Detect and localize objects using Grounding DINO object detector

Since R2026a

    Description

    Add-On Required: This feature requires the Computer Vision Toolbox Model for Grounding DINO Object Detection add-on.

    The groundingDinoObjectDetector object creates a Grounding DINO vision-language object detector for zero-shot object detection. This detector identifies and localizes arbitrary objects in an image using natural language descriptions (text prompts). Use the groundingDinoObjectDetector object to create a pretrained Grounding DINO object detector with either a Swin-Tiny or Swin-Base backbone network. You can then use the detect function of the groundingDinoObjectDetector object to detect objects in an unknown image. This feature also requires the Deep Learning Toolbox™ license.

    Creation

    Description

    detector = groundingDinoObjectDetector creates a pretrained Grounding DINO object detector by using Swin-Tiny as the backbone network.

    detector = groundingDinoObjectDetector(name) creates a pretrained Grounding DINO object detector using the backbone network specified by name.

    detector = groundingDinoObjectDetector(___,Name=Value) sets writable properties using one or more name-value arguments. Use this syntax to set the ClassNames and ClassDescriptions properties of the object detector.

    You can use the ClassDescriptions property to provide natural language queries for detection and the ClassNames property to assign output labels for annotation. The ClassNames property is required. If you specify only ClassNames, the object uses its value for both detection and annotation. You can specify ClassDescriptions in addition to ClassNames if you want to provide more details about the objects to detect.

    You can specify these properties either when creating the object or as name-value arguments when calling the detect function.

    • If you do not specify these properties at the time of object creation, you must specify at least the ClassNames name-value argument when you call the detect function.

    • If you specify these properties at object creation and when calling the detect function, the values specified in the detect function override the values set in the detector object.

    example

    Input Arguments

    expand all

    Name of the backbone network, specified as "swin-tiny" or "swin-base".

    • Use "swin-tiny" as the backbone for applications that require low latency and resource efficiency, such as in real-time or edge deployments. The network offers faster inference with lower memory usage than the "swin-base" network.

    • Use "swin-base" for applications that require high accuracy in environments with sufficient computational resources.

    The pretrained detector with Swin-Tiny as the backbone network is trained on the O365, GoldG, and Cap4M datasets. The pretrained detector with Swin-Base as the backbone network is trained on the COCO, O365, GoldG, Cap4M, OpenImage, ODinW-35, and RefCOCO datasets.

    This argument sets the ModelName property as a character vector.

    Data Types: char | string

    Name-Value Arguments

    expand all

    Specify optional pairs of arguments as Name1=Value1,...,NameN=ValueN, where Name is the argument name and Value is the corresponding value. Name-value arguments must appear after other arguments, but the order of the pairs does not matter.

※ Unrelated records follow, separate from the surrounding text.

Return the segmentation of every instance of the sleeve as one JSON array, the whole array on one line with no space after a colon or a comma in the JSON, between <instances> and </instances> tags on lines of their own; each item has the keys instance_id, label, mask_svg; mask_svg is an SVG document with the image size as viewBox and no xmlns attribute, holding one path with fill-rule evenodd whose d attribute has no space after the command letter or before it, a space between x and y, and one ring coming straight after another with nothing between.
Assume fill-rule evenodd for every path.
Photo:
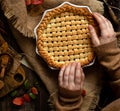
<instances>
[{"instance_id":1,"label":"sleeve","mask_svg":"<svg viewBox=\"0 0 120 111\"><path fill-rule=\"evenodd\" d=\"M80 111L82 101L80 91L69 91L60 88L55 105L56 111Z\"/></svg>"},{"instance_id":2,"label":"sleeve","mask_svg":"<svg viewBox=\"0 0 120 111\"><path fill-rule=\"evenodd\" d=\"M117 46L117 39L95 47L95 51L98 61L108 72L114 93L120 97L120 48Z\"/></svg>"}]
</instances>

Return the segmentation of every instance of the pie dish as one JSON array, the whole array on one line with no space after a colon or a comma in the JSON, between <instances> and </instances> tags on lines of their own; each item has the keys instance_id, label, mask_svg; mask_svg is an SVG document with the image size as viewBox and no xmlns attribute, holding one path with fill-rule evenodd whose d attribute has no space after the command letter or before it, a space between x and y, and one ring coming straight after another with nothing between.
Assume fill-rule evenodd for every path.
<instances>
[{"instance_id":1,"label":"pie dish","mask_svg":"<svg viewBox=\"0 0 120 111\"><path fill-rule=\"evenodd\" d=\"M98 32L87 6L65 2L47 10L35 28L37 53L52 68L59 69L75 61L82 67L89 65L95 58L89 24Z\"/></svg>"}]
</instances>

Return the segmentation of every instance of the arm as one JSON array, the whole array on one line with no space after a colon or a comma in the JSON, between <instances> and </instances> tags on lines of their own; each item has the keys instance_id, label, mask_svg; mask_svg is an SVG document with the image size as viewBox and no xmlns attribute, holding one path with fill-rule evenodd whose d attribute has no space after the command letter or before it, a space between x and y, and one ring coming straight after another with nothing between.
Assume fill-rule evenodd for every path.
<instances>
[{"instance_id":1,"label":"arm","mask_svg":"<svg viewBox=\"0 0 120 111\"><path fill-rule=\"evenodd\" d=\"M98 37L94 28L89 26L95 52L98 61L109 74L113 91L117 97L120 97L120 49L117 46L116 34L109 20L98 13L93 15L101 31L101 35Z\"/></svg>"},{"instance_id":2,"label":"arm","mask_svg":"<svg viewBox=\"0 0 120 111\"><path fill-rule=\"evenodd\" d=\"M82 104L81 91L84 73L80 63L63 66L59 73L59 98L56 102L57 111L79 110Z\"/></svg>"}]
</instances>

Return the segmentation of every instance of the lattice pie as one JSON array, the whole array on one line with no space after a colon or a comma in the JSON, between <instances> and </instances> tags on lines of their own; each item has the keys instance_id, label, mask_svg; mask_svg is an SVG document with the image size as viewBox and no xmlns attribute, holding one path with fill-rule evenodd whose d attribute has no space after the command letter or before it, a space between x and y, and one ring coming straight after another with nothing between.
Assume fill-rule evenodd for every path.
<instances>
[{"instance_id":1,"label":"lattice pie","mask_svg":"<svg viewBox=\"0 0 120 111\"><path fill-rule=\"evenodd\" d=\"M49 10L37 27L37 49L50 67L70 62L88 65L94 59L88 24L97 24L86 7L64 4Z\"/></svg>"}]
</instances>

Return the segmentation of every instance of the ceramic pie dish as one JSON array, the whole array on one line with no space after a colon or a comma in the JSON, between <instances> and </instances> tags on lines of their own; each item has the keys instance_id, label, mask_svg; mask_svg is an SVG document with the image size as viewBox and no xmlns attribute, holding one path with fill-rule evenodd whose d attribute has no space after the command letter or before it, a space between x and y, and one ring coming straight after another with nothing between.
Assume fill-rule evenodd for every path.
<instances>
[{"instance_id":1,"label":"ceramic pie dish","mask_svg":"<svg viewBox=\"0 0 120 111\"><path fill-rule=\"evenodd\" d=\"M34 32L36 51L50 67L61 68L70 62L87 66L95 54L88 25L98 32L98 26L89 7L64 2L46 10Z\"/></svg>"}]
</instances>

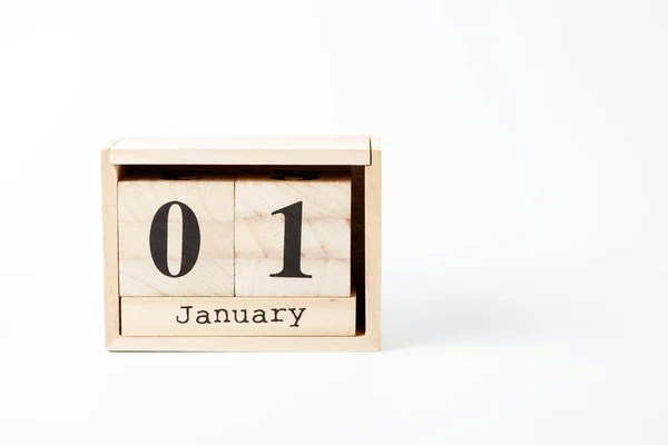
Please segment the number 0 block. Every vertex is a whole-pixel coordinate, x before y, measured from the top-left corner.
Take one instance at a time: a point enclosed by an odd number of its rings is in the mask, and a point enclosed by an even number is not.
[[[238,178],[237,297],[351,296],[351,178]]]
[[[234,179],[118,182],[121,297],[234,295]]]

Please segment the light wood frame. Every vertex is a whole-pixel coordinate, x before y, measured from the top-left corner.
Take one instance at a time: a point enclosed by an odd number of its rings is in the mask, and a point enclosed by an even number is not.
[[[365,330],[354,337],[128,337],[120,329],[118,180],[124,165],[363,166]],[[376,137],[129,138],[101,150],[105,343],[112,352],[381,349],[381,144]]]

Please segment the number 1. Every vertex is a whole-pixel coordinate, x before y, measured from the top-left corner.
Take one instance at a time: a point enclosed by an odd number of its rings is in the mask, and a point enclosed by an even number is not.
[[[302,207],[297,201],[278,209],[272,215],[283,214],[285,217],[285,234],[283,238],[283,270],[269,274],[269,277],[312,278],[302,271]]]

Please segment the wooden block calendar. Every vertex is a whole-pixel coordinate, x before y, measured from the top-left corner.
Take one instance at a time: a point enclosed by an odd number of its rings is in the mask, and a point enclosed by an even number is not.
[[[380,349],[377,138],[128,138],[101,174],[109,350]]]

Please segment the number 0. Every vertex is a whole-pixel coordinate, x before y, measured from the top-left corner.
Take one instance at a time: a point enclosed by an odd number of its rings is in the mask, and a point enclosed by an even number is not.
[[[171,206],[178,206],[183,219],[183,239],[181,239],[181,264],[178,274],[173,275],[167,265],[167,224],[169,209]],[[150,256],[154,264],[168,277],[178,278],[188,274],[195,267],[199,256],[199,245],[202,237],[199,234],[199,222],[193,209],[179,201],[167,202],[156,211],[154,220],[150,224],[149,246]]]

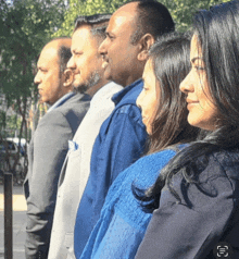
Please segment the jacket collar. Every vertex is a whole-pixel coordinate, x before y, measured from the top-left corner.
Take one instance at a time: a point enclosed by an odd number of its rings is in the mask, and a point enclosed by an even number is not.
[[[115,94],[112,97],[112,101],[117,106],[123,99],[125,103],[131,102],[130,99],[135,100],[135,90],[137,86],[142,86],[142,79],[134,82],[131,85],[126,86],[123,90]],[[133,90],[135,88],[135,90]],[[138,87],[137,87],[138,88]]]

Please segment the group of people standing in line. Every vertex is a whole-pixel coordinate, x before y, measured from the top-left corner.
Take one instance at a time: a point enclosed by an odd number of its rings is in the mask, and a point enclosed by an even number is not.
[[[239,258],[239,1],[79,16],[37,69],[27,259]]]

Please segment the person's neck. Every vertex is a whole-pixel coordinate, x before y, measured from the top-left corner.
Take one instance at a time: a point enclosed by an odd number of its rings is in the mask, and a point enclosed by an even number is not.
[[[86,94],[89,95],[89,96],[91,96],[91,97],[93,97],[93,96],[97,94],[97,91],[98,91],[101,87],[103,87],[104,85],[106,85],[108,83],[109,83],[109,81],[106,81],[106,79],[101,79],[97,85],[90,87],[90,88],[86,91]]]

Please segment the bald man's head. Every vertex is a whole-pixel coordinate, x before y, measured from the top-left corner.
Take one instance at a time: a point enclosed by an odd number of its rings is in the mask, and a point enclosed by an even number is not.
[[[63,73],[66,70],[66,64],[72,57],[72,39],[68,37],[54,38],[49,44],[47,44],[46,47],[47,46],[52,46],[58,51],[60,73]]]
[[[38,72],[34,78],[41,102],[53,104],[73,90],[73,72],[66,70],[71,58],[71,38],[56,38],[43,47],[37,62]]]

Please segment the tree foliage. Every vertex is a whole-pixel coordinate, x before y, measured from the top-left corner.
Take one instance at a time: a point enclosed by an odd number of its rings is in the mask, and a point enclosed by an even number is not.
[[[179,32],[186,32],[192,21],[192,15],[200,9],[225,2],[226,0],[161,0],[169,10]],[[95,13],[113,13],[128,0],[70,0],[70,9],[66,11],[61,28],[53,36],[71,36],[74,22],[78,15],[91,15]]]

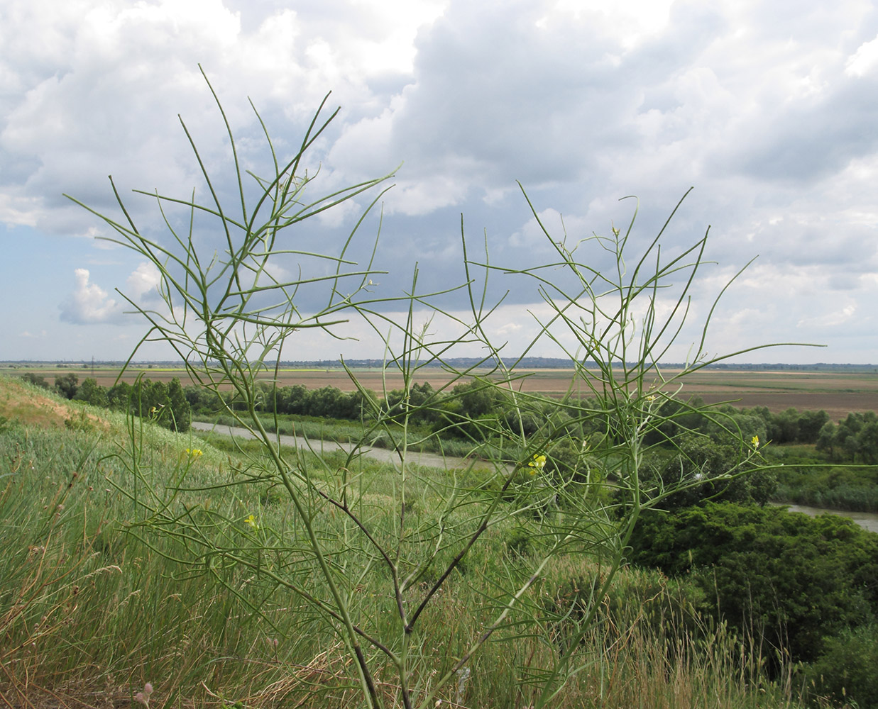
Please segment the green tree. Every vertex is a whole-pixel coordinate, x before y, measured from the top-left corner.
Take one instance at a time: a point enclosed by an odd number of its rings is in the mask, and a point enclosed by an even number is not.
[[[79,388],[79,377],[73,372],[55,377],[55,390],[65,398],[73,398]]]
[[[878,612],[878,535],[838,515],[708,503],[644,513],[630,546],[632,562],[688,575],[716,617],[796,660]]]
[[[107,408],[110,405],[107,390],[97,383],[97,379],[89,378],[83,381],[73,398],[101,408]]]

    Labels, specified as a string scalar, string array, cell array of character vectors, or categorical vector.

    • If you do not specify ClassDescriptions, the object uses the values in ClassNames as both output labels for annotation and natural language queries for detection. In this case, the total number of words across all elements, with each comma also counted as a word, must not exceed 255 words.

    • If you specify ClassDescriptions, the object uses the values in ClassNames as output labels for annotation, and the word limit does not apply.

    If you specify both ClassNames and ClassDescriptions, the number of elements in them must match.

    This argument sets the ClassNames property.

    Data Types: char | string | cell | categorical

    Natural language queries, specified as a string scalar, string array, cell array of character vectors, or categorical vector. The total number of words across all elements, with each comma also counted as a word, must not exceed 255 words. Each entry must correspond to an element in ClassNames. This argument sets the ClassDescriptions property.

    In general, the ClassDescriptions are more detailed and descriptive than the ClassNames to guide the detection process. The queries provide additional context about an object, such as its appearance, color, size, or activity.

    For an example, if you want to detect a brown-colored dog lying on grass, you can specify ClassDescriptions as "brown dog lying on grass" to query the Grounding DINO object detector, and specify the corresponding ClassNames as "dog" to label the detected object.

    Data Types: char | string | cell | categorical

    Properties

    expand all

    This property is read-only after object creation.

    Name of the backbone network, represented as 'swin-tiny' or 'swin-base'.

    Data Types: char

    This property is read-only after object creation.

    Labels, specified as a string scalar, string array, cell array of character vectors, or categorical vector. The default value is []. To set this property, specify the property value using the ClassNames name, value argument .

    This property is read-only after object creation.

    Natural language queries, represented as a string scalar, string array, cell array of character vectors, or categorical vector. The default value is []. To set this property, specify the property value using the ClassDescriptions name, value argument .

    If you do not specify ClassDescriptions property, the object uses the values in ClassNames as both output labels for annotation and natural language queries for detection.

    Object Functions

    detectDetect objects using Grounding DINO object detector

    Examples

    collapse all

    Read an input image into the workspace.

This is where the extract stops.